There was a lot of other stuff related to computers (electronic calendars & messaging, faxes, email, etc.) which was pretty much bang on. Then there was the one that wasn’t in the magazine, but which they used to tell us at school:

  • In the future, computers will take over most of our jobs leaving us with a great deal more leisure time. The work-week will be reduced to 4 and even 3 days. (never, in their wildest dreams did they envision how much extra work computers would create. I still marvel at that bit of naïveté)

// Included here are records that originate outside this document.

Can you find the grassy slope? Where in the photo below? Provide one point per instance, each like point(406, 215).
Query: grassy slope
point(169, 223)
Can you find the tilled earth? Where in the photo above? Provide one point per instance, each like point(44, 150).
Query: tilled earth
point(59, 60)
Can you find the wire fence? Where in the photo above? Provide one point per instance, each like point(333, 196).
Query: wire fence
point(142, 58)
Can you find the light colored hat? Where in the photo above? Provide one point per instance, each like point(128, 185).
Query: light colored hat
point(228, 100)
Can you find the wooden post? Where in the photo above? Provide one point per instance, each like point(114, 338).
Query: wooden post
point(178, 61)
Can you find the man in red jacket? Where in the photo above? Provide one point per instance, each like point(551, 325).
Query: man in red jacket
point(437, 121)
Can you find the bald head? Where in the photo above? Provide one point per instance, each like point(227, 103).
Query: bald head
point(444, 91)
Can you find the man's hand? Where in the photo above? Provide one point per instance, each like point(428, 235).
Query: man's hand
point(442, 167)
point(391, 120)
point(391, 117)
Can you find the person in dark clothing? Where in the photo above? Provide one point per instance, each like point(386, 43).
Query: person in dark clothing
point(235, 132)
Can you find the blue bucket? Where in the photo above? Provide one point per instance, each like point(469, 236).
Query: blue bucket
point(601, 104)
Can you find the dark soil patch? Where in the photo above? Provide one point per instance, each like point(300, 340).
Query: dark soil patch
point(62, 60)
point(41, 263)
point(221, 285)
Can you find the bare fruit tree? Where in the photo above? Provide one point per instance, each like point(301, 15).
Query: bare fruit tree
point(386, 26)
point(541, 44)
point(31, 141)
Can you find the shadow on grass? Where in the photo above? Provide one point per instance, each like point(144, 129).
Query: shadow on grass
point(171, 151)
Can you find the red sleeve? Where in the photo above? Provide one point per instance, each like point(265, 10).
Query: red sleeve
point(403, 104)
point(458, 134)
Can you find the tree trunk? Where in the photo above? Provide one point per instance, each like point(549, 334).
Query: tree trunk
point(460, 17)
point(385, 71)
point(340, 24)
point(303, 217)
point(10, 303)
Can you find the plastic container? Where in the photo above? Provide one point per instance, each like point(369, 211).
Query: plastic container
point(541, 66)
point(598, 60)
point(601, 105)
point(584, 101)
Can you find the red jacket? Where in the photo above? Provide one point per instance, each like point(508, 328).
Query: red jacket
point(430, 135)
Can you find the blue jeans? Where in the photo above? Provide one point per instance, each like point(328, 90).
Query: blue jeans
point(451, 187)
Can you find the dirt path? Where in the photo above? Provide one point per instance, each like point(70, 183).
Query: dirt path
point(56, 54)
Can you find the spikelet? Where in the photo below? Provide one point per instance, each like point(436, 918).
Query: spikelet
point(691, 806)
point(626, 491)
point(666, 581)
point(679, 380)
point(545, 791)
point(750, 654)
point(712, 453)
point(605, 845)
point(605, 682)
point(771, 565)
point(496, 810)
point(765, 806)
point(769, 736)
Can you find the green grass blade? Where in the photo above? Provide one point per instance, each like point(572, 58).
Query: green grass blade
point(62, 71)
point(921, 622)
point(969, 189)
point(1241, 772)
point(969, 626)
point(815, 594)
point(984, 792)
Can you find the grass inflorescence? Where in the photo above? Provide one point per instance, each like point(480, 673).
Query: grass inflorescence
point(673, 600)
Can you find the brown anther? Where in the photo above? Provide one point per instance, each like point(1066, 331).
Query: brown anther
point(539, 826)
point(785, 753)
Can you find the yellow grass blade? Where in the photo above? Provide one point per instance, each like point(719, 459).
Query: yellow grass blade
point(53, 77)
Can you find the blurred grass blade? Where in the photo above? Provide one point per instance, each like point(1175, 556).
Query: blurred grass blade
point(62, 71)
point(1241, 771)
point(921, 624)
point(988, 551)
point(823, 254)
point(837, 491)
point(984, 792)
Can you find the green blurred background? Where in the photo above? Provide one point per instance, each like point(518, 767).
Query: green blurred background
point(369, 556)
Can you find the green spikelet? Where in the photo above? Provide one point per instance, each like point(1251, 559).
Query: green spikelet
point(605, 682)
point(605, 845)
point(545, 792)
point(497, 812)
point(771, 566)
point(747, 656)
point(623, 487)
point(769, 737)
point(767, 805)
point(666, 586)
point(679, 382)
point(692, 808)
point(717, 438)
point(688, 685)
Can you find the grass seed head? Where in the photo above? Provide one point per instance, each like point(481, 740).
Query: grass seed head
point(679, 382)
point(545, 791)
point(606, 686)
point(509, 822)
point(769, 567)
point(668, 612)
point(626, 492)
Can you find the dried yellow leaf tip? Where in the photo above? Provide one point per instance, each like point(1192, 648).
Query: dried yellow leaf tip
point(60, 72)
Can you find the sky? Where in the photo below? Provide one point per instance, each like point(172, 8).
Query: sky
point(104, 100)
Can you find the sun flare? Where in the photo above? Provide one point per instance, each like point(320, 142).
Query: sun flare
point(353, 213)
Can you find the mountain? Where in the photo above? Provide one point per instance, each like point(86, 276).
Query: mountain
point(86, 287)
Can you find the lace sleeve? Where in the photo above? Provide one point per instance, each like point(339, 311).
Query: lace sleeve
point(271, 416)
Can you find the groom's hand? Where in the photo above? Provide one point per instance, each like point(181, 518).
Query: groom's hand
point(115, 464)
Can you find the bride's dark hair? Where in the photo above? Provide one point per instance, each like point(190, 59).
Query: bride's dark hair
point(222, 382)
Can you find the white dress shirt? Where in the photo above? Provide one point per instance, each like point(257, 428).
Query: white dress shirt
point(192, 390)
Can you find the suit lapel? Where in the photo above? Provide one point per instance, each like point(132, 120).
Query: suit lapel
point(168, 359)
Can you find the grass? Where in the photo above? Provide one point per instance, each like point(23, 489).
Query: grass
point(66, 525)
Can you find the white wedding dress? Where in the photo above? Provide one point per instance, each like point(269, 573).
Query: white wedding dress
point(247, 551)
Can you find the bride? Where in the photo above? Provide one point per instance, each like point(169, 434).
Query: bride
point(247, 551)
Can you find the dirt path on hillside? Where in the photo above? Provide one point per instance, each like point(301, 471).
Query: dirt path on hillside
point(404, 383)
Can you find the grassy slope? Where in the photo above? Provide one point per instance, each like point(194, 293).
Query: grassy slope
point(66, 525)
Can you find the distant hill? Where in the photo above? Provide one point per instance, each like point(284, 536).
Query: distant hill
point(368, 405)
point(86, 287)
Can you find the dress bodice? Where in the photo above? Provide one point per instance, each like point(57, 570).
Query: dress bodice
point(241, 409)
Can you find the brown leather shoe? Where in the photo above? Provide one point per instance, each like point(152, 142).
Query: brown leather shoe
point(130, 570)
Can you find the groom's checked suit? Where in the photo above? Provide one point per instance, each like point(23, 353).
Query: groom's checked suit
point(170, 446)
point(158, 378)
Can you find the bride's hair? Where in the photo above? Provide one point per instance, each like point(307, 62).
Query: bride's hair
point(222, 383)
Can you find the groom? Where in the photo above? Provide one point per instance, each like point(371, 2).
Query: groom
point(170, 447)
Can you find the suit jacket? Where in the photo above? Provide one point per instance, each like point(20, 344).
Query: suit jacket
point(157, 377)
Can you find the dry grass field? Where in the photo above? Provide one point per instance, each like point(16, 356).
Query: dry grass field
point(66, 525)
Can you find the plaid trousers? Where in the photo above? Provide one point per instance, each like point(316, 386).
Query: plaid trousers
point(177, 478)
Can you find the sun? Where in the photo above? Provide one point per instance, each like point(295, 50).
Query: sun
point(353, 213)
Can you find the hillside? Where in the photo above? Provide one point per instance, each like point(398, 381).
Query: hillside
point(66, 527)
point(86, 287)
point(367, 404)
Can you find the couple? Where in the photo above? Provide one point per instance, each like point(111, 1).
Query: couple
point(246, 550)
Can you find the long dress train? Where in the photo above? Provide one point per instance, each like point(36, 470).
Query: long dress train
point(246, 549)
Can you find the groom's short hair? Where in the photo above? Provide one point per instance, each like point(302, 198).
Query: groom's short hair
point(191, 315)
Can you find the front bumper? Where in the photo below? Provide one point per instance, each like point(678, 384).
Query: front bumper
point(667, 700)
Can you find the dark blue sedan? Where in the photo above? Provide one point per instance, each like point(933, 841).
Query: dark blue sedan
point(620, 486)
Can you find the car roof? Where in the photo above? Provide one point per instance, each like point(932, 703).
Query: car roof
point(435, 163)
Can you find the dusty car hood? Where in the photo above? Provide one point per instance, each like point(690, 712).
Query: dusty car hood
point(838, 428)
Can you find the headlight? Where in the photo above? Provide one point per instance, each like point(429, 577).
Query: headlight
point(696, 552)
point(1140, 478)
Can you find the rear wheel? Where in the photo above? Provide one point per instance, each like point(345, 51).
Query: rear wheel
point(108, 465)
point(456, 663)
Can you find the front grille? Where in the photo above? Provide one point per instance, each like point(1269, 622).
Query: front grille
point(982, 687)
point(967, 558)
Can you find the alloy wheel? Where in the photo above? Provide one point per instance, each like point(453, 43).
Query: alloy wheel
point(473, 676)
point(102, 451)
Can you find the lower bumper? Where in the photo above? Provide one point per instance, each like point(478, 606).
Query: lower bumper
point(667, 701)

Of course, it now behooves me to make some predictions on what the world will look like in the next century:

  • We’ll all have to subsist on a plant-based (and/or soylent green) diet as we continue to denude the earth’s fertile land and poison our water system. Land will become too precious to use for grazing.
  • Our food will continue evolve into ready-to-eat manufactured, processed food-like products as fewer people are willing or able to cook. Real food will slowly be phased out as we are unable to grow it and/or become less and less interested in eating it.
  • Reality shows will become our reality as we have a microchip implanted at birth that will contain and collect all our information from our DNA profile, to our education and job history and financial information. We will be scanned every time we enter or leave a building, every time we submit a form, every time we do a transaction. The chip will have a built-in GPS. We will be monitored 24/7 by a variety of sources. For instance, if we become out-of-sorts the microchip will transmit that information to a centralized database and the appropriate medications will be transferred to us via the microchip.
  • As the earth becomes raped of resources, we will no longer be able to travel. Planes, trains and automobiles will become obsolete. People will live their lives almost entirely from their homes. Shopping, working, visiting and being entertained by their electronic computerized systems.
  • Homes, as a result, will become very high-tech – self cleaning/maintaining.
  • The rift between the rich and the poor will grow, eliminating middle-classes altogether.
  • Increasing obesity and dependence on pharmaceuticals will decrease lifespans to 40 or 50.

Isn’t that a cheery picture? Of course, we could get smart some time in the next few years and turn the whole thing around so that the future looks a bit rosier. Who knows? What do you think our grandchildren’s world will look like?